The recession, which has pushed the unemployment rate in California to 12.2%, the highest since WWII, has also put stress on local budgets. The City of Los Angeles is now looking to stop some of the bleeding by leaning on farmers markets when it had previously looked the other way: "In the past, the city issued a notional bill for services to farmers markets but, in effect, waived these fees and absorbed the costs in its budget; the new ordinance eliminates this waiver."
The potential that the fees may eliminate some LA farmers markets raises the question of whether closures will actually push gross receipts down. The USDA notes that farmers markets have numerous positive economic impacts on the local communities where the markets are based and on rural farmers who are able to sell their produce at full retail prices instead of wholesale. By imposing the fees the City may in fact be exacerbating its financial problems. The City Council has passed the ordinance and the new fees could start being assessed as soon as October if Mayor Antonio Villaraigosa signs the legislation.
More broadly, what impact will the recession have on farmers markets nationally? If the recent trend towards farmers markets is not well rooted - financial challenges facing consumers and cities may slow or even reverse this rapid growth. The data clearly show that growth in the industry has been substantial:
"Today, farmers markets seem to be everywhere -- there were almost 500 in the state last year, more than 80 of them in Los Angeles County. And although the farmers market movement is closely identified with California, it has exploded into a national phenomenon. There were more than 3,700 farmers markets in the United States in 2004, according to the U.S. Department of Agriculture, more than double only a decade before."
And according to the USDA, "Direct sales data were first reported ... in 1997,
when 110,630 farms sold $592 million of foods directly [$758 million of sales once adjusted for inflation]." In 2007, 136,817 farms sold foods directly and sales increased to more than $1.2 billion.
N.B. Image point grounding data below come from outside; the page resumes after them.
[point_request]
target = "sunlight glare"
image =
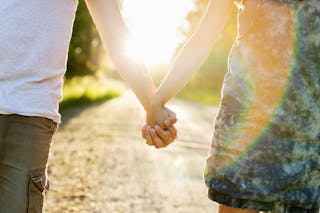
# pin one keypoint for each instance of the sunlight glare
(154, 25)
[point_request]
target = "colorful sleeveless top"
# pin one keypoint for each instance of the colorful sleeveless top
(266, 143)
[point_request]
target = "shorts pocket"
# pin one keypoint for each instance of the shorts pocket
(38, 186)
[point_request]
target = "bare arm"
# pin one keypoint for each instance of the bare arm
(187, 62)
(114, 34)
(195, 50)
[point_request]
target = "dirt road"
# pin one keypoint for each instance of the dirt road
(100, 164)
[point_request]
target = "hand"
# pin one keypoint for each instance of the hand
(163, 132)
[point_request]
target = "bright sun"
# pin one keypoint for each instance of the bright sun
(155, 25)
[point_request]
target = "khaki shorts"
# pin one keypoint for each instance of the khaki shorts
(24, 149)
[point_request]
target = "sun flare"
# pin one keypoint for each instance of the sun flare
(155, 27)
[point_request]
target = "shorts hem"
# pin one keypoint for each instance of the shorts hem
(228, 200)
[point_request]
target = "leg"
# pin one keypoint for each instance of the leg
(24, 149)
(226, 209)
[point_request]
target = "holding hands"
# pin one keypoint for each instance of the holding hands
(159, 130)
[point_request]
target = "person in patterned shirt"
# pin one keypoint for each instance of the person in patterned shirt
(265, 151)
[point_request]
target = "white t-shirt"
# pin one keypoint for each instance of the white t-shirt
(34, 41)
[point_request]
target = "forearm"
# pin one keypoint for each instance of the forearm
(195, 51)
(114, 35)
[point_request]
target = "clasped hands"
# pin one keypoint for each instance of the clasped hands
(159, 130)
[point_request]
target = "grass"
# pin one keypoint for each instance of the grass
(87, 90)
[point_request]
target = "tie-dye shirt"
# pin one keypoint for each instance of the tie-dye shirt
(266, 145)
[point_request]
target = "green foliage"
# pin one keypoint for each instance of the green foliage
(89, 89)
(85, 49)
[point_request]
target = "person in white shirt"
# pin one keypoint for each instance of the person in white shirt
(34, 40)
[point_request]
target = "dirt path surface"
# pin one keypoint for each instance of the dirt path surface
(100, 164)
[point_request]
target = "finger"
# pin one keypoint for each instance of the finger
(156, 140)
(170, 121)
(173, 132)
(144, 131)
(164, 135)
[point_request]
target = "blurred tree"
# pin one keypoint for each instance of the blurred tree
(86, 50)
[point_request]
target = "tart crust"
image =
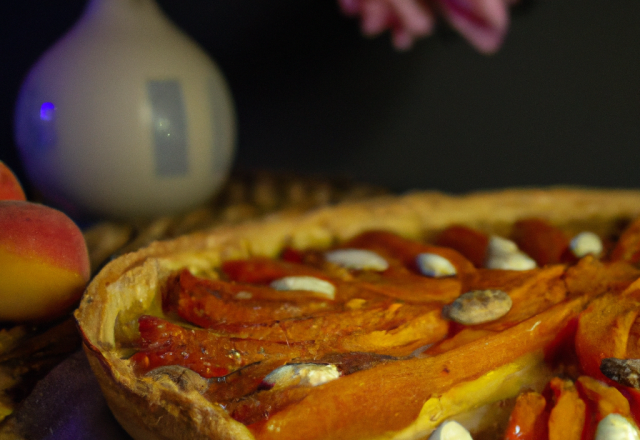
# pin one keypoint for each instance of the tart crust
(157, 408)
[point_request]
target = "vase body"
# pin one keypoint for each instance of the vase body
(125, 116)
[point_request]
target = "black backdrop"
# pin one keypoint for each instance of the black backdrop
(559, 104)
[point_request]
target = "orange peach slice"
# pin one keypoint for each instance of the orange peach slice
(10, 188)
(44, 263)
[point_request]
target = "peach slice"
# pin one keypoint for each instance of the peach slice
(10, 188)
(44, 263)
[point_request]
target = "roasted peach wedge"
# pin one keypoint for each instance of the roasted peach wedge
(44, 263)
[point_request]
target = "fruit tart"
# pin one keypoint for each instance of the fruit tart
(506, 314)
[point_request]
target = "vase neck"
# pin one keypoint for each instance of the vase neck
(122, 11)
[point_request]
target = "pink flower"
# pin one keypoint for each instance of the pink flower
(483, 23)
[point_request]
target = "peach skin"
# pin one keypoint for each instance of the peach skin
(44, 263)
(10, 188)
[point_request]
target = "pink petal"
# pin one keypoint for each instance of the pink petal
(413, 16)
(483, 22)
(376, 16)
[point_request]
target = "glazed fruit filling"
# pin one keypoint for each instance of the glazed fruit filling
(263, 334)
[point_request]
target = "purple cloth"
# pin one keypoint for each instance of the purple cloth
(68, 405)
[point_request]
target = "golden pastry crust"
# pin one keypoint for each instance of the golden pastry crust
(152, 408)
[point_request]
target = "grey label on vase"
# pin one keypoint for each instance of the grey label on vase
(169, 125)
(222, 126)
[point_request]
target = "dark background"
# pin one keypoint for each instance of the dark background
(559, 104)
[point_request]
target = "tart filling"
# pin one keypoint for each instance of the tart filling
(500, 329)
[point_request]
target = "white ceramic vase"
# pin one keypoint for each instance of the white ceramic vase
(125, 116)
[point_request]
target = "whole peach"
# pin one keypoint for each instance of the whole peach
(44, 263)
(10, 188)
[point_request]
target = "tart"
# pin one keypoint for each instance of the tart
(495, 314)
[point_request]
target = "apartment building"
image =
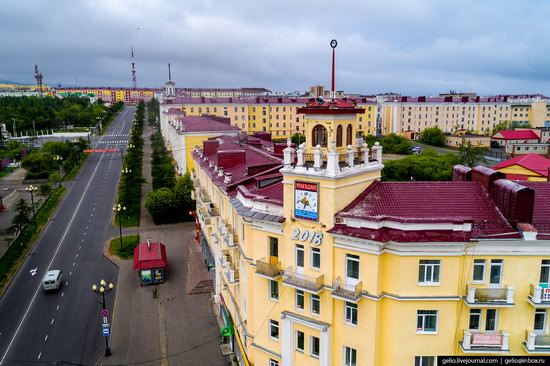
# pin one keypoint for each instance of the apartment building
(277, 115)
(411, 115)
(317, 262)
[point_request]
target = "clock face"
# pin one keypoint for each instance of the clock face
(306, 201)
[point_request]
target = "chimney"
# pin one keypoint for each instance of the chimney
(486, 176)
(516, 202)
(230, 158)
(462, 173)
(210, 147)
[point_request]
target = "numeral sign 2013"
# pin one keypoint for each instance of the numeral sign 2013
(305, 235)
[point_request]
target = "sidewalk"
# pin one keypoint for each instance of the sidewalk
(176, 328)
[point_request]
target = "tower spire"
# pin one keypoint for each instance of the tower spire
(333, 44)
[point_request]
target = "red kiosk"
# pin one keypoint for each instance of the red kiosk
(151, 262)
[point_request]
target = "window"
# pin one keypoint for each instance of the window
(491, 320)
(274, 290)
(339, 133)
(300, 299)
(316, 258)
(351, 313)
(475, 319)
(319, 136)
(424, 360)
(350, 356)
(273, 247)
(274, 329)
(300, 341)
(315, 304)
(352, 266)
(428, 272)
(299, 255)
(479, 270)
(496, 271)
(426, 321)
(314, 345)
(545, 272)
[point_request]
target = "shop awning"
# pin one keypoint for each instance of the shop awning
(150, 256)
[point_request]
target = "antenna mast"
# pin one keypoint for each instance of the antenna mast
(134, 82)
(38, 77)
(333, 44)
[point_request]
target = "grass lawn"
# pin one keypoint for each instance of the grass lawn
(129, 242)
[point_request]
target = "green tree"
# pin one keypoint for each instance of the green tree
(162, 205)
(433, 136)
(471, 155)
(22, 216)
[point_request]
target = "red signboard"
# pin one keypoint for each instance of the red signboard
(486, 339)
(102, 150)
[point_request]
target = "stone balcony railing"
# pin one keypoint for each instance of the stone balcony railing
(267, 269)
(485, 342)
(303, 282)
(345, 290)
(493, 297)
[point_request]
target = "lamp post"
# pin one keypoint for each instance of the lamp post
(31, 189)
(58, 159)
(117, 210)
(102, 291)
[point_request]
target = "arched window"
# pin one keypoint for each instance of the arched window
(339, 132)
(319, 136)
(348, 135)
It's an open question as to whether this growth sustainable and what a slow down or reversal might mean for the rural farmers who supply the markets. There are too many variables to sort through here. There are a few factors weighing in favor of farmers markets and rural farmers. First, quality. Local markets offer higher quality produce that's picked when ripe, not a week or more before. Second, while difficult to quantify, farmers markets offer consumers access to community - an opportunity to interact with their neighbors and farmers. Finally, there is the massive size of the farm industry. According to the same USDA study above, direct food sales make up just 0.4% of the $300 billion in farm sales in 2007. So there's potentially a lot of room for growth... if they don't get run out of town first.